MERZ WILL SCHNELLEN ABSCHLUSS – MACRON POCHT AUF FAIRNESS

Der deutsche Bundeskanzler Friedrich Merz (CDU) drängte nach eigenen Angaben darauf, nach dem neuen Vorschlag der USA einen schnellen Abschluss eines Zollabkommens zu vereinbaren. „Ich habe … darauf gedrängt, dass man es jetzt nicht zu kompliziert macht“, sagte Merz am Donnerstagabend in Brüssel. „Wir haben bis zum 9. Juli noch weniger als zwei Wochen Zeit und da kann man nicht ein ausgefeiltes Handelsabkommen verabreden“, fügte er hinzu. „Ich habe deswegen auch mit den Kollegen zusammen gesagt, lasst uns jetzt bitte schnell zu einer Lösung kommen“, betonte Merz mit Blick auf das Verhandlungsmandat der EU-Kommission. Er habe unter anderem auch auf einzelne Industrien hingewiesen, die in Deutschland wichtig seien, wie die chemische Industrie, die Pharmabranche, den Maschinenbau, Stahl, Aluminium und die Automobilindustrie. „Die werden zurzeit alle mit so hohen Zöllen belastet, was die Unternehmen wirklich gefährdet. Und deswegen lieber jetzt schnell und einfach als langsam und hochkomplex“, sagte der Kanzler und fügte hinzu: „Und darüber sind wir uns auch alle einig gewesen.“

Frankreichs Präsident Emmanuel Macron erklärte dagegen, dass er zwar ein schnelles und pragmatisches Handelsabkommen mit den USA anstrebe, sein Land aber keine unausgewogenen Bedingungen akzeptieren werde. Alle Hebel müssten in Bewegung gesetzt werden, um ein faires Abkommen zu gewährleisten, sagte der französische Präsident nach einem Gipfel der EU-Staats- und Regierungschefs vor Reportern in Brüssel. „Unser guter Wille sollte nicht als Schwäche angesehen werden“, sagte Macron. Wenn der US-Grundzollsatz von zehn Prozent bestehen bleibe, müsse die europäische Antwort eine gleichwertige Wirkung haben, fügte er hinzu.
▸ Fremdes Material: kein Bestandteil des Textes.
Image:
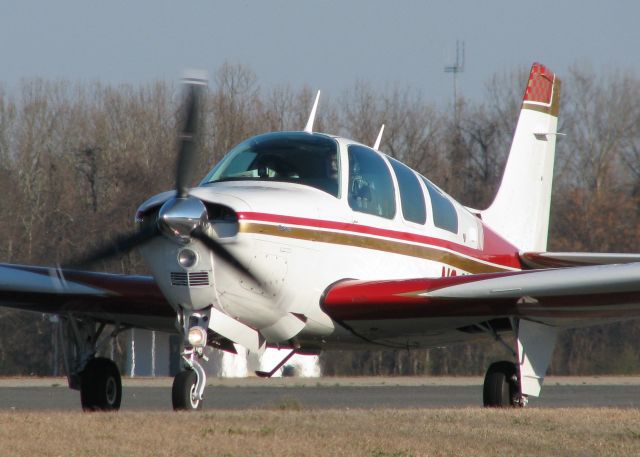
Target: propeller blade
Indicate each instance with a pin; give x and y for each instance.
(120, 245)
(187, 153)
(222, 253)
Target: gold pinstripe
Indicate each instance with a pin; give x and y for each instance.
(395, 247)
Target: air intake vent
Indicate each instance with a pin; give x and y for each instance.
(193, 279)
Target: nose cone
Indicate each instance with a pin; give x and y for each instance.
(179, 217)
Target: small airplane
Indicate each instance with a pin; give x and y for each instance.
(311, 242)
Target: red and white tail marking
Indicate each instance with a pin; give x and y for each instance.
(520, 211)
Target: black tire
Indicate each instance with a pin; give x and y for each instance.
(182, 393)
(100, 386)
(500, 385)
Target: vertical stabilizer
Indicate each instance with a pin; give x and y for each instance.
(520, 210)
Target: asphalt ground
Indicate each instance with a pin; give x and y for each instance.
(348, 393)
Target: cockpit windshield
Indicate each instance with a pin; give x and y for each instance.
(297, 157)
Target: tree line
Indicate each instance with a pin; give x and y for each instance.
(76, 159)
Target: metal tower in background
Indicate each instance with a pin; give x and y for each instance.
(457, 67)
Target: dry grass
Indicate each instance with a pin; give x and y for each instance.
(293, 431)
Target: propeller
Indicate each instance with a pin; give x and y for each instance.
(182, 217)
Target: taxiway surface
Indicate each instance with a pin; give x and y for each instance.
(155, 394)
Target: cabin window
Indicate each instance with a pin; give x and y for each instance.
(370, 185)
(411, 195)
(444, 213)
(296, 157)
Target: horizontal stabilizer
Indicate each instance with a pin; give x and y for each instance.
(537, 260)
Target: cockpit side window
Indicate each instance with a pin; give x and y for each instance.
(370, 185)
(444, 213)
(411, 195)
(296, 157)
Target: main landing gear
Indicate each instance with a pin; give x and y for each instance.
(100, 386)
(502, 387)
(97, 378)
(509, 384)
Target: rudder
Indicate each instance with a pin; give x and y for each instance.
(520, 210)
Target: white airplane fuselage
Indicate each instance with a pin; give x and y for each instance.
(299, 240)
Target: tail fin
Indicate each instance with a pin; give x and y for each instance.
(520, 210)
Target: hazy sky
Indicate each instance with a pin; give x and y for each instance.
(326, 44)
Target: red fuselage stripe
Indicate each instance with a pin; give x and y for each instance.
(497, 250)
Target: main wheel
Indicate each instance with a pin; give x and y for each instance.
(100, 386)
(500, 385)
(183, 393)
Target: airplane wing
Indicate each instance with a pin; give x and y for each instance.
(113, 299)
(454, 309)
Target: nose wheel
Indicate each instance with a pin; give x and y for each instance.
(184, 393)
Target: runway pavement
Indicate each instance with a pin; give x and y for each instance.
(287, 393)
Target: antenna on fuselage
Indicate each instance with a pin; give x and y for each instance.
(312, 116)
(376, 145)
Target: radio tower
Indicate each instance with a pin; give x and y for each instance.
(457, 67)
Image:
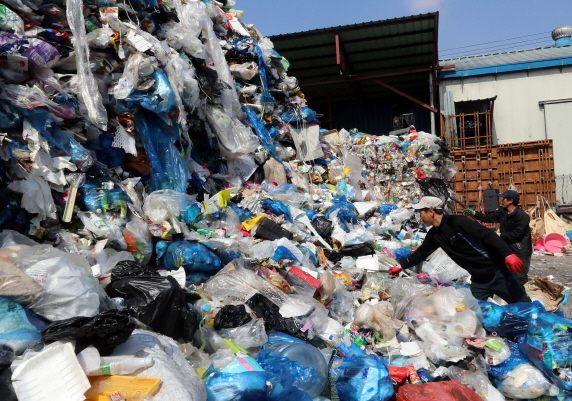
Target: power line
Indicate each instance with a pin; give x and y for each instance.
(496, 48)
(496, 41)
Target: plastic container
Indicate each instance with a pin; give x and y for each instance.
(308, 356)
(103, 386)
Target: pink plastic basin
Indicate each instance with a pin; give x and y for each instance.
(554, 243)
(539, 246)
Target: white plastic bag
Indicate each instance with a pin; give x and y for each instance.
(178, 380)
(89, 91)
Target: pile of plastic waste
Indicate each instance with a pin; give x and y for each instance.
(176, 226)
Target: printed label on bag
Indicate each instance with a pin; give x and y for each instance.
(494, 344)
(40, 276)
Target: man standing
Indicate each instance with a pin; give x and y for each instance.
(514, 228)
(490, 261)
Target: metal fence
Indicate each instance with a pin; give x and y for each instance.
(564, 189)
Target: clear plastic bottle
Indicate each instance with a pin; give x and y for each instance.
(308, 356)
(123, 367)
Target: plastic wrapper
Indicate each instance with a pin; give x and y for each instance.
(156, 301)
(441, 391)
(87, 84)
(363, 378)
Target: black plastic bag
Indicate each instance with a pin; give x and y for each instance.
(355, 251)
(323, 227)
(156, 301)
(7, 392)
(231, 316)
(271, 231)
(208, 78)
(273, 320)
(7, 356)
(332, 256)
(104, 331)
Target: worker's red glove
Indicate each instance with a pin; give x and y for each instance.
(514, 263)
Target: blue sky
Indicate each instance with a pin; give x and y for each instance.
(526, 23)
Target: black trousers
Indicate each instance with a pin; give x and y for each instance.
(505, 284)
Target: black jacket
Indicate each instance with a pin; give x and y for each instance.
(515, 229)
(474, 247)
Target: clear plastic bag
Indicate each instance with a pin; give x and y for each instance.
(249, 336)
(234, 138)
(70, 290)
(89, 91)
(526, 382)
(139, 240)
(16, 331)
(98, 226)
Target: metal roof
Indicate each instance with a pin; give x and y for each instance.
(338, 64)
(507, 62)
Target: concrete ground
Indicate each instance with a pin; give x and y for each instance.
(560, 268)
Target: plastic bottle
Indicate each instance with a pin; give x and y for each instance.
(124, 367)
(308, 356)
(427, 333)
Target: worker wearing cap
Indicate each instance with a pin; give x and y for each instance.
(479, 250)
(514, 227)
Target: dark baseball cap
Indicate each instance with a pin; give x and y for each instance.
(510, 194)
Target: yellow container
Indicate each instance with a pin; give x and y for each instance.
(135, 388)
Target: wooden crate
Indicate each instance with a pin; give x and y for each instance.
(530, 164)
(477, 168)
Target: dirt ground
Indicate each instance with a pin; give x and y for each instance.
(546, 265)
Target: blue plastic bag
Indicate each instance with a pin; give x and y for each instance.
(168, 170)
(192, 256)
(283, 373)
(58, 137)
(363, 378)
(515, 359)
(247, 386)
(548, 345)
(162, 98)
(508, 320)
(16, 331)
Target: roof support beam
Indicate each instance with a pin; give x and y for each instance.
(297, 60)
(381, 37)
(389, 74)
(405, 95)
(405, 20)
(345, 69)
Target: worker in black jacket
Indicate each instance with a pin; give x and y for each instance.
(479, 250)
(514, 228)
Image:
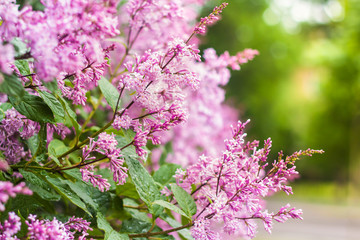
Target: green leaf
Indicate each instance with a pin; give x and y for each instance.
(81, 190)
(12, 86)
(127, 190)
(36, 183)
(166, 150)
(57, 147)
(185, 200)
(32, 107)
(23, 230)
(99, 201)
(135, 213)
(72, 115)
(110, 233)
(165, 173)
(171, 207)
(145, 185)
(53, 103)
(19, 46)
(134, 225)
(110, 92)
(185, 233)
(23, 67)
(64, 190)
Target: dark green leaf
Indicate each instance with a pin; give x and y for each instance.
(171, 207)
(33, 107)
(57, 147)
(81, 190)
(166, 150)
(185, 233)
(23, 67)
(185, 200)
(64, 190)
(165, 173)
(70, 113)
(53, 103)
(3, 108)
(145, 185)
(36, 183)
(19, 46)
(110, 233)
(24, 228)
(12, 86)
(127, 190)
(135, 213)
(110, 92)
(134, 225)
(99, 201)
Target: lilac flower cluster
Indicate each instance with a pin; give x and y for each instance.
(209, 117)
(7, 58)
(106, 145)
(7, 189)
(15, 125)
(44, 229)
(211, 19)
(64, 40)
(231, 186)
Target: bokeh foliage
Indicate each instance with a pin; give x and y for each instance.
(303, 88)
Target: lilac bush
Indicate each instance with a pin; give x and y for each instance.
(113, 125)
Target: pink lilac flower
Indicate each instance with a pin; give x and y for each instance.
(123, 121)
(87, 173)
(7, 190)
(10, 227)
(78, 225)
(64, 39)
(211, 19)
(13, 125)
(209, 117)
(46, 229)
(7, 58)
(106, 144)
(232, 185)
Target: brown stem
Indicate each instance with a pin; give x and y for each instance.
(149, 234)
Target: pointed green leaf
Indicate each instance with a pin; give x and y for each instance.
(109, 91)
(12, 86)
(171, 207)
(145, 185)
(185, 200)
(23, 67)
(64, 190)
(32, 107)
(72, 115)
(36, 183)
(185, 233)
(110, 233)
(165, 174)
(53, 103)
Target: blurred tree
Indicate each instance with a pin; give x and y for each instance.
(303, 88)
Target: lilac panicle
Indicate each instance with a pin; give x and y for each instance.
(106, 144)
(13, 125)
(233, 184)
(211, 19)
(7, 190)
(10, 227)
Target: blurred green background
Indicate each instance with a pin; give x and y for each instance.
(303, 88)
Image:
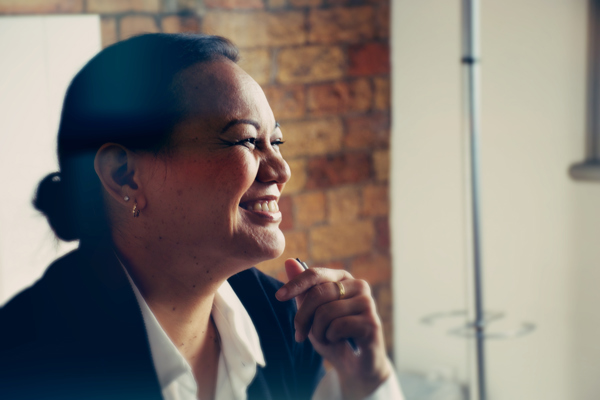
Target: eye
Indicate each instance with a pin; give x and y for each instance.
(249, 143)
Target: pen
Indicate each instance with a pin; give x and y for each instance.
(350, 342)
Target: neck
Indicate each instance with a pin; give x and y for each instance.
(180, 292)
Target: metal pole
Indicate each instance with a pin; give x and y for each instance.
(471, 64)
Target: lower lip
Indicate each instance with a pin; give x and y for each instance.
(264, 215)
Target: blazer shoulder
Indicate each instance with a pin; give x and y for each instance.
(25, 313)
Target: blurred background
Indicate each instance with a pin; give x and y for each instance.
(369, 94)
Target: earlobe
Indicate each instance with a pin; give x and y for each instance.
(115, 166)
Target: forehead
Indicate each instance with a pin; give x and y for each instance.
(214, 93)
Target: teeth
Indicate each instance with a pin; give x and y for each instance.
(269, 206)
(273, 206)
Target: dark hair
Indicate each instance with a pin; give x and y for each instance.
(123, 95)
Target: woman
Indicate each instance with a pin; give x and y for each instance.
(170, 173)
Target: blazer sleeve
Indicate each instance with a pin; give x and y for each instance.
(293, 370)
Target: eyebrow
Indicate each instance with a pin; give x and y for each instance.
(244, 121)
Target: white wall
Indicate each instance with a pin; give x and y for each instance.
(541, 230)
(39, 57)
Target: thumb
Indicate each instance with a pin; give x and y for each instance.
(293, 268)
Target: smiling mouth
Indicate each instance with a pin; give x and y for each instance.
(270, 206)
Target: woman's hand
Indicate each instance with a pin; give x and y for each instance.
(329, 321)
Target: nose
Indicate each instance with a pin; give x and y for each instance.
(273, 168)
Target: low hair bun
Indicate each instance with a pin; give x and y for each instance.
(51, 200)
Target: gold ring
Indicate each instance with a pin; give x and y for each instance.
(342, 290)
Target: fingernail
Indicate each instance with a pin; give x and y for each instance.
(281, 293)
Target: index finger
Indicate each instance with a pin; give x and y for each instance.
(309, 278)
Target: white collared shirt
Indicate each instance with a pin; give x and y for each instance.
(240, 355)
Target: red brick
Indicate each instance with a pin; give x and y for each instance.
(40, 6)
(341, 25)
(373, 268)
(367, 131)
(178, 24)
(257, 63)
(276, 4)
(310, 208)
(376, 200)
(330, 242)
(381, 164)
(340, 97)
(235, 4)
(312, 137)
(343, 204)
(298, 179)
(120, 6)
(132, 25)
(310, 64)
(368, 59)
(285, 206)
(325, 172)
(382, 235)
(382, 93)
(287, 102)
(108, 31)
(257, 29)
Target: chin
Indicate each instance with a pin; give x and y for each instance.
(271, 248)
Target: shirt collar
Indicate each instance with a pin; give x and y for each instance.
(240, 344)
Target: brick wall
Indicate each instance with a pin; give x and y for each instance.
(324, 65)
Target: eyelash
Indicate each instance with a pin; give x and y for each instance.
(252, 141)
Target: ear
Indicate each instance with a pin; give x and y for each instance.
(116, 168)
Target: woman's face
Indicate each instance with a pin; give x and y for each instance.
(207, 198)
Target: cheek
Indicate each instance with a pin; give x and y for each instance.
(220, 180)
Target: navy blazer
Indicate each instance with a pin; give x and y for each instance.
(78, 333)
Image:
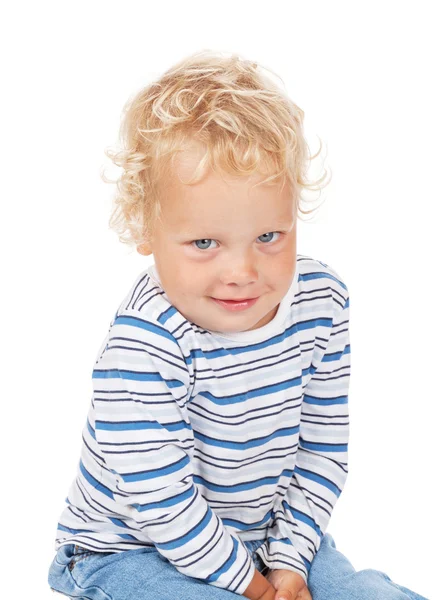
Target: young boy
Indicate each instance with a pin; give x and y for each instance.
(216, 441)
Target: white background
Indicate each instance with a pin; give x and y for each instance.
(363, 74)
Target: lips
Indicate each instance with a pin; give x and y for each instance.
(235, 305)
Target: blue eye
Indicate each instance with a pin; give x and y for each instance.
(267, 234)
(205, 241)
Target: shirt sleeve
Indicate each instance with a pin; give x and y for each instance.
(301, 515)
(141, 390)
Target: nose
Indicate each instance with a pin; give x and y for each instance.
(239, 270)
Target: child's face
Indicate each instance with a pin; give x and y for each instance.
(245, 247)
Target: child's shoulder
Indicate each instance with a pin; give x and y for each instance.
(147, 300)
(146, 296)
(313, 274)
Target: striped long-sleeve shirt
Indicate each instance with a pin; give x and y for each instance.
(196, 441)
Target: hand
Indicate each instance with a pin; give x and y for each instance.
(288, 585)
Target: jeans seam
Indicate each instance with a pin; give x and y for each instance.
(109, 596)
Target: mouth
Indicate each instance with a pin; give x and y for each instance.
(233, 305)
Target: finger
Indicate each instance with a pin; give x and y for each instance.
(304, 594)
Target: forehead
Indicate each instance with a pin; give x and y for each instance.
(222, 199)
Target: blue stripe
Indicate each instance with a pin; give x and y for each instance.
(325, 401)
(300, 516)
(319, 479)
(287, 431)
(94, 482)
(336, 355)
(168, 502)
(314, 276)
(190, 535)
(255, 393)
(146, 325)
(91, 431)
(323, 447)
(227, 564)
(134, 376)
(152, 474)
(167, 314)
(248, 485)
(246, 526)
(141, 425)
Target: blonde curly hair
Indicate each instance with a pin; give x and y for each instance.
(246, 123)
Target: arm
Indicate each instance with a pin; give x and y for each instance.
(302, 514)
(141, 390)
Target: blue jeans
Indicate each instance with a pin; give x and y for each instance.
(144, 574)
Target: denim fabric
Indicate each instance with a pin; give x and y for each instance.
(144, 574)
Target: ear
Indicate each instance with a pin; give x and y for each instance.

US-FRIST LÄUFT AUS – BESSENT STELLT VERLÄNGERUNG IN AUSSICHT

Die von US-Präsident Donald Trump gesetzte Frist vom 9. Juli, bis zu der die EU und andere Länder ein Abkommen zur Senkung der Zölle mit den USA abschließen müssen, rückt immer näher. Nach den von Trump im April angekündigten reziproken Zöllen würde sich der vorübergehende Zusatzzoll von zehn Prozent auf 20 Prozent verdoppeln, wenn bis zu diesem Termin keine Einigung erzielt wird. US-Finanzminister Scott Bessent hatte erklärt, dass die Verhandlungsfristen für einige Länder, die mit besten Absichten verhandelten, verlängert werden könnten. Mehrere Insider, die mit den Gesprächen über die Zollvereinbarungen der EU vertraut sind, sagten gegenüber der Nachrichtenagentur Reuters, dass sich viele Staats- und Regierungschefs zunehmend damit abgefunden hätten, dass ein Satz von zehn Prozent auf gegenseitige Zölle die Grundlage für jedes Handelsabkommen zwischen den USA und der Europäischen Union sein wird. Aber die EU ist auch mit Trumps 25-prozentigen Zöllen auf Autos, Stahl und Aluminium konfrontiert und könnte mit zusätzlichen sektoralen Zöllen auf Halbleiter und Pharmazeutika konfrontiert werden.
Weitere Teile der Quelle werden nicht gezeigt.